I wish I could tell you that this ended there. However, this has been a repeated story in my life. At the age of 21, and not yet married, I became a treatment foster care parent in the State of New Mexico. This type of foster-parenting is not for the faint-hearted. Instead, it was a full-time job that required a great deal of attention. At times, it felt like I was running a rehabilitation center out of my very own home. And as expected, this didn’t fit the gender-role expectations of one of my former pastors. Although, I had left his denomination by this time, he chose to write letters to the pastors throughout the state of New Mexico, instructing them to not accept me into their congregations. He reasoned that I was attempting to start a family in an unnatural way (that was a new concept for me, especially since my placements were court ordered to treatment, not available for adoption, and it was my primary source of employment. [SMH]). Apparently his cultural expectations did not have room for the good will of someone who was trying to improve society.
I wish I could tell you that I have managed to escape the criticism and opinionated judgement of others. Sadly, once in a while someone interjects an unsolicited opinion of their expectation….
Anyhow, this is what I’ve learned throughout this journey.
- No one, other than God, has the right to define what masculinity looks like.

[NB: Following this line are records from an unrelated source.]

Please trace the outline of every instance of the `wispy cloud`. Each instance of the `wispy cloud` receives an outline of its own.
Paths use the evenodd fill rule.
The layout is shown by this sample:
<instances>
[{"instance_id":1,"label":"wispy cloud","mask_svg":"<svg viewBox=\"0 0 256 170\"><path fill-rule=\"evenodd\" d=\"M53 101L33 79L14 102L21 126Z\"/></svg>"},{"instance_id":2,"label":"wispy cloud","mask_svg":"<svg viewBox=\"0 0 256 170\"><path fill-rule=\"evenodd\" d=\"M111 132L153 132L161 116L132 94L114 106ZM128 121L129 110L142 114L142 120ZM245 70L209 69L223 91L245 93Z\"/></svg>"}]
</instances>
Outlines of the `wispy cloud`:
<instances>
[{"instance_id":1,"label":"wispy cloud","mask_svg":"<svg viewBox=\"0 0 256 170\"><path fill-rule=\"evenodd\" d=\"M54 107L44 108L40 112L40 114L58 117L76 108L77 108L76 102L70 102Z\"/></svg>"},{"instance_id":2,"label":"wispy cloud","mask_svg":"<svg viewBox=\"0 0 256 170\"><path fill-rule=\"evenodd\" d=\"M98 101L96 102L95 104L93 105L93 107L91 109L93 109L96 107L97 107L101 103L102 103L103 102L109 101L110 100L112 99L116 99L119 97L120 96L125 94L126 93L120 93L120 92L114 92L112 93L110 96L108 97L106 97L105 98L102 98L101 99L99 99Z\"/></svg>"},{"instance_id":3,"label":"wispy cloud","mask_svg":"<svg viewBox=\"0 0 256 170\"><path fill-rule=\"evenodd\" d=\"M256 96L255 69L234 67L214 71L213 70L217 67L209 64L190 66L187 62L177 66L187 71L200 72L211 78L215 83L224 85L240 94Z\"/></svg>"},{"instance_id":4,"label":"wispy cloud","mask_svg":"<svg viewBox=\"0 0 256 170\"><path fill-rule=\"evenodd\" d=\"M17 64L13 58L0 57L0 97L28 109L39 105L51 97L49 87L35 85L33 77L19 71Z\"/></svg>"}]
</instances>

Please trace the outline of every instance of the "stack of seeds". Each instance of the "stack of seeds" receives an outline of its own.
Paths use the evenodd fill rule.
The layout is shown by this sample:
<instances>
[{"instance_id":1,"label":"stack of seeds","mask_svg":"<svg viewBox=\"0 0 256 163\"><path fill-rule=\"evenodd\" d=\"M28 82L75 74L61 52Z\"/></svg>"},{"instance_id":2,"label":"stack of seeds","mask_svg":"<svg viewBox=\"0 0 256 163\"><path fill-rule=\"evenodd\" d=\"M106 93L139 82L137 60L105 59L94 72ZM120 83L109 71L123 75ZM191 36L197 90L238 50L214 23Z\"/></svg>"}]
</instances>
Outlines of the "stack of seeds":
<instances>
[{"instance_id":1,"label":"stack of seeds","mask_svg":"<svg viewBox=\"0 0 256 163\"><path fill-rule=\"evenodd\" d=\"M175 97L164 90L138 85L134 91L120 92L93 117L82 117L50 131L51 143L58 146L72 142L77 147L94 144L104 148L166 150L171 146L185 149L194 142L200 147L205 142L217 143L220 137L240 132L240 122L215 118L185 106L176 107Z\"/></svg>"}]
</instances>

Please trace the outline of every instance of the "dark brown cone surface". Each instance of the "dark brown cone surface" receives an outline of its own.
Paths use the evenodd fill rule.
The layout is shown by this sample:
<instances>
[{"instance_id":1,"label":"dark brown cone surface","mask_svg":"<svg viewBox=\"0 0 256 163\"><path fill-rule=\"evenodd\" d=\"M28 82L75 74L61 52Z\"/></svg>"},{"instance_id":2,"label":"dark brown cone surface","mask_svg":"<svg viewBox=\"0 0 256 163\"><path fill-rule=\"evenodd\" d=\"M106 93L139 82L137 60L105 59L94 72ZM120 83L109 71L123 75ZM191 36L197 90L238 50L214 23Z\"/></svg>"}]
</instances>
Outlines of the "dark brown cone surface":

For years, I gave people the power to define masculinity for me. This confused the heck out of me. Truth is, I’ve been given an example of who I want to model my life after…. His name is Jesus. Anything short of that misses the mark of excellence, in fact, it’s people pleasing… and I’m so done with that.
- I am 100% comfortable being me.
I’ve come to terms that I absolutely suck (yes, I used the word “suck”) at sports, mechanic work, and fixing things. However, there are hundreds of other things that I’m good at, and that I’ve love doing. God is so good too… He blessed me with an amazing wife who embraces my love of the kitchen. She hates cooking and she was blessed with the talent to have her own home remodel show on HGTV (God sure does have a sense of humor). Truth is, I love being me, and I refuse to be embarrassed of who I am.
- I refuse to be part of any organized group of people that holds an archaic and unbiblical worldview that oppresses others.
At the age of twenty-one, I chose to walk away from the fellowship that I was born into. This was one of the hardest decisions that I made. For years, I felt unworthy to even breathe without being judged. I’ve learned that I know where my faith resides, and it’s definitely not in the opinion of others. I’m grateful that I have a timeless manuscript to guide me when I have questions. I’m super-grateful that God has surrounded me with an amazing group of people that I can worship God freely with now….. and sometimes I do stupid stuff, but just like Jesus, they love me anyhow.